Bei Anna Heringer fing es mit Lehm an. Was insoweit passt, da es der älteste Baustoff der Menschheit ist. Die Erde dafür ist überall verfügbar und mit Wasser und Arbeitskraft in ein Material zu verwandeln, das in Form gebracht Jahrhunderte überdauern kann, wie etwa die bis zu 25 Meter hohen Lehmhochhäuser im Jemen, dem Manhattan der Wüste, seit 400 Jahren beweisen. Heute lebt ein Drittel der Menschheit in Gebäuden aus Lehm. »Ich war schon immer an Lehm interessiert, dachte aber, das ist eine Hippie-Fantasie von mir«, erzählt Heringer in ihrem Büro in Laufen. Sie empfängt in Jeans, alten Cowboystiefeln und einem bunt schillernden Oberteil aus Seide. Ein ähnlicher Stoff hängt wie ein Gemälde hinter ihr an der Wand. Heringer betreibt in Rudrapur, dem Dorf ihrer METI-Schule, eine eigene Textilwerkstatt, damit die Näherinnen im Ort ihr Geld verdienen können und nicht in die Stadt umziehen müssen. Aus wiederverwerteten Saris entstehen dort Kleidungsstücke, manchmal aber auch der Masterplan für ein neues Projekt. Der Stoff an der Wand in Laufen zeigt den Grundriss eines Flüchtlingscamps in Bangladesch, für das Heringer gerade Strategien entwickelt, wie man dort Lehmunterkünfte im großen Maßstab entwickeln kann.

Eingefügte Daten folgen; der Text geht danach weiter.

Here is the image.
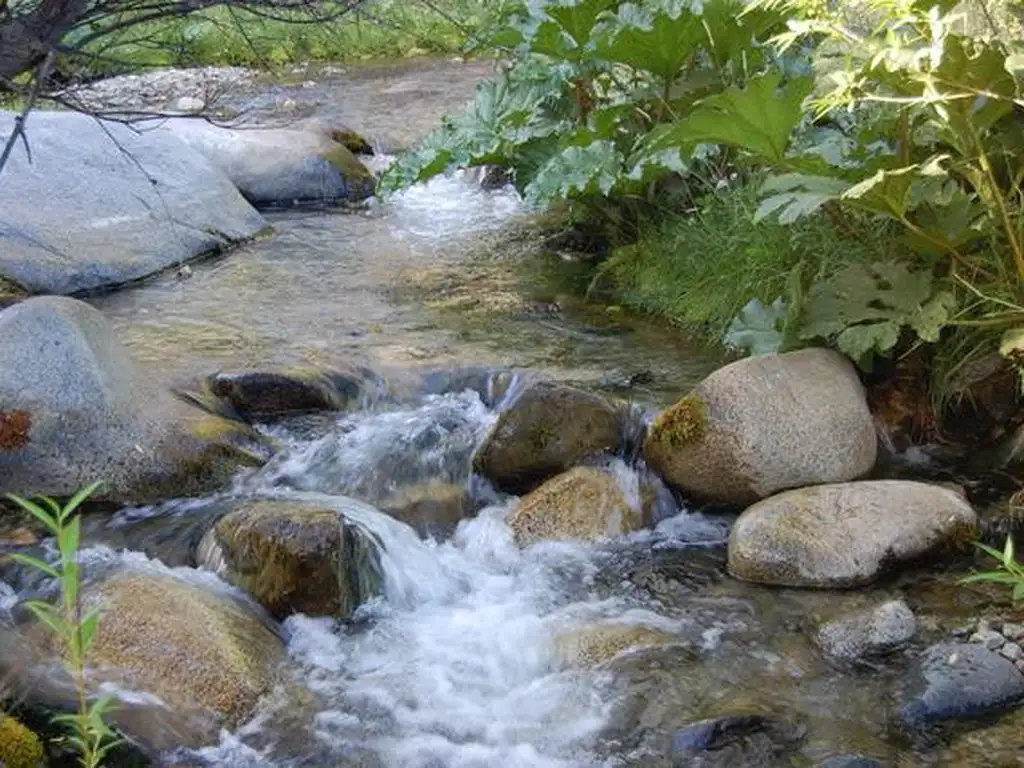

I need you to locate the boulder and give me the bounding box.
[0,296,260,503]
[473,383,622,495]
[898,643,1024,727]
[381,481,473,539]
[813,600,918,662]
[14,570,287,753]
[508,467,641,547]
[179,367,381,423]
[555,624,672,668]
[154,118,376,207]
[0,112,267,294]
[197,500,379,618]
[0,712,46,768]
[643,349,878,505]
[729,480,978,587]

Entstehen in anderen Architekturbüros die Entwürfe oft am Computer, fängt bei Anna Heringer alles mit Lehm an.

»Clay Storming« nennt sie das Verfahren, in dem sich die ersten schnellen Ideen mit den Händen statt im Kopf entwickeln.

Sowieso wirkt der lang gestreckte Raum unter dem mittelalterlichen Gewölbe nicht wie ein klassisches Architekturbüro. Eher wie ein Künstleratelier, in das sich ein paar Schreibtische verirrt haben. Computer sieht man bloß drei, dafür viele Tonmodelle, die auf einer Werkbank abgestellt sind – ­Heringer entwirft nicht am Computer, sondern mit Ton. Außerdem zeugt überall Handgemachtes aus aller Welt von Heringers Reisen. Vor der Corona-Pandemie war die Architektin nie länger als eine Woche am Stück in Laufen, einem 7000-Einwohner-Ort an der Salzach, der eine Miniaturausgabe des 20 Kilometer entfernten Salzburgs sein könnte, mit ­jahrhundertealten Steinhäusern in bunten ­Farben und flachen Dächern, die sich windschief aneinanderlehnen. Lehmbauten kannte Heringer vor allem von ihrem freiwilligen sozia­len Jahr in Rudrapur, Bangladesch, das sie nach dem Abitur absolvierte – bei einer NGO, die sich für nachhaltige Arbeitsstrukturen einsetzt. In ihrem Architekturstudium in Linz war Lehm dann kein Thema, auch im Architekturdiskurs der Nullerjahre, in den Vorträgen, Zeitschriften und Konferenzen kam der Baustoff so gut wie nicht vor.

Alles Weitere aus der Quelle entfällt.